日本の商業捕鯨が復活した。国際捕鯨委員会(IWC)からの脱退を踏まえての31年ぶりの再開である。
これまで南極海などで続けてきた調査捕鯨から手を引き、日本の排他的経済水域(EEZ)内でミンククジラ、イワシクジラ、ニタリクジラを捕獲する。
再開初日には釧路沖でミンククジラ2頭が捕獲された。水産庁が設定した12月末までの3種のクジラの捕獲枠は計227頭だ。
海に囲まれた日本と捕鯨の関係は古く、食文化をはじめ、さまざまな形で暮らしの中に生きている。正当な日本の主張として商業捕鯨の復活を位置づけたい。
だが、世界では鯨類愛護の思想が地球環境問題と融合し、反捕鯨の声が高まる一方だ。
本来はクジラの保護と同時に捕鯨産業の発展を目指すべきIWCさえ機能不全に陥った。日本が脱退した事情はここにある。
日本はクジラを水産資源とみなしているのに対し、オーストラリアなどでは人類の友人という親近感に満ちた特別な存在だ。どちらにも譲れない言い分がある。
隔たりの解消に当たっては、クジラについての科学的知見が豊富な日本からの丁寧な情報発信が不可欠だろう。
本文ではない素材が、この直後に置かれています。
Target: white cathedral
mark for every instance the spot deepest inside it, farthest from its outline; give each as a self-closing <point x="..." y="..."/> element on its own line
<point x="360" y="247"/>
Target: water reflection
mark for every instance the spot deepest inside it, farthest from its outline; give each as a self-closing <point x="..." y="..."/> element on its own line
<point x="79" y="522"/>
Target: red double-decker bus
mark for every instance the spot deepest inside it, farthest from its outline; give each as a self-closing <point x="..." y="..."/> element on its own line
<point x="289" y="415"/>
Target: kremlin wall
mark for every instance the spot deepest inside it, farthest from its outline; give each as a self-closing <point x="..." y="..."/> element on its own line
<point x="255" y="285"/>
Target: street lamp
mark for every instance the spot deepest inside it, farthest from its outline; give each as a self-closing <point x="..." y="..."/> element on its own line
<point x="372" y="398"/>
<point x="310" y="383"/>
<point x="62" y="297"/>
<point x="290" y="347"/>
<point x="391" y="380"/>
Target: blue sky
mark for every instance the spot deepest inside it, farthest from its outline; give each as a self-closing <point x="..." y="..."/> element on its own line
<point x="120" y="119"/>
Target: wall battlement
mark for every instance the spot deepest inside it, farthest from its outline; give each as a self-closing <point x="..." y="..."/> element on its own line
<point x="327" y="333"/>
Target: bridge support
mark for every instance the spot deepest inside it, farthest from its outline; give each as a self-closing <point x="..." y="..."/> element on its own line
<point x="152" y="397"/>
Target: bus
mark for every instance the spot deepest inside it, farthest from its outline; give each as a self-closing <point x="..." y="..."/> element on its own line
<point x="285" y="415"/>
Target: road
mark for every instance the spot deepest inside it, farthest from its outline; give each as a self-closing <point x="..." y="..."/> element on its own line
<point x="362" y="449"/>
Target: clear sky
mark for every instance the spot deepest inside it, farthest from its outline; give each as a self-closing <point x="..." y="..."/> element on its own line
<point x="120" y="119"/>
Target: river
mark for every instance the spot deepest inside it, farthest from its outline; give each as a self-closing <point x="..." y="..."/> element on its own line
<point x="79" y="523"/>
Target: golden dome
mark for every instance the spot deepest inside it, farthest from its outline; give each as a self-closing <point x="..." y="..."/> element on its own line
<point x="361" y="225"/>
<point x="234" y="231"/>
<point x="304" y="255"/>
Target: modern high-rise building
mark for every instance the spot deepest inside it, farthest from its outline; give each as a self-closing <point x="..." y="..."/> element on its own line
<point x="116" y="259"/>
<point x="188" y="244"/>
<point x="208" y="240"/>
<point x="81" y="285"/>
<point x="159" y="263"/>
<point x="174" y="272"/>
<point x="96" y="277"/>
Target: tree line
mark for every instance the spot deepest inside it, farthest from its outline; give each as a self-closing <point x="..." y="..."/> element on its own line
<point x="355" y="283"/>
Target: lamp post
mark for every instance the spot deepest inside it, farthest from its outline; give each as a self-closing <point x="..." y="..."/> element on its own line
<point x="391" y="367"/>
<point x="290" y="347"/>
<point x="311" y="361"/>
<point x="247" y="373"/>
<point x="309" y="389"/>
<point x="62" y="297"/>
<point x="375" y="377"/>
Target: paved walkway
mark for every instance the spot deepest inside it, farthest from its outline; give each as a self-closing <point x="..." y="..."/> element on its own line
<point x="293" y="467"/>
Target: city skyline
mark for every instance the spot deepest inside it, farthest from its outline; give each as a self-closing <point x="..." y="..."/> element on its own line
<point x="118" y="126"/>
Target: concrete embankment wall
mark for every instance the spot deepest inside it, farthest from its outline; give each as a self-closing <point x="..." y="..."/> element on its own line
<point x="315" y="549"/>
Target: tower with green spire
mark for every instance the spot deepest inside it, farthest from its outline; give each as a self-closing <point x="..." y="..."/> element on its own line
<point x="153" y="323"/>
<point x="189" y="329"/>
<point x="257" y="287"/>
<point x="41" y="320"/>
クジラの適切な保護には、種ごとの個体数をはじめ、分布や食性、栄養状態といった生物資源学の基礎データが必須だが、それらの多くは日本の調査捕鯨によって整えられてきた。
南極海のシロナガスクジラの個体数が回復しないのは、餌で競合するミンククジラが急増しているためであることなども日本の研究成果の一例である。
今回、日本は商業捕鯨に転換したが、関係者にはこれからもクジラの保護に役立つ科学研究を持続してもらいたい。その成果を海外に積極的に発信すべきである。
商業主義一色の捕鯨と誤解されると国際裁判のリスクが高まる。EEZ内での活動であっても予断は許されないのが、クジラを取り巻く今日の世界情勢だ。
国内では若年層を中心に鯨肉の味を知らない世代が増えている。早急な需要の回復も商業捕鯨の課題である。
課題は山のようにある。対応を誤ればマグロやウナギの問題でも世界の逆風が吹き寄せよう。真の鯨類保護の道も遠ざかる。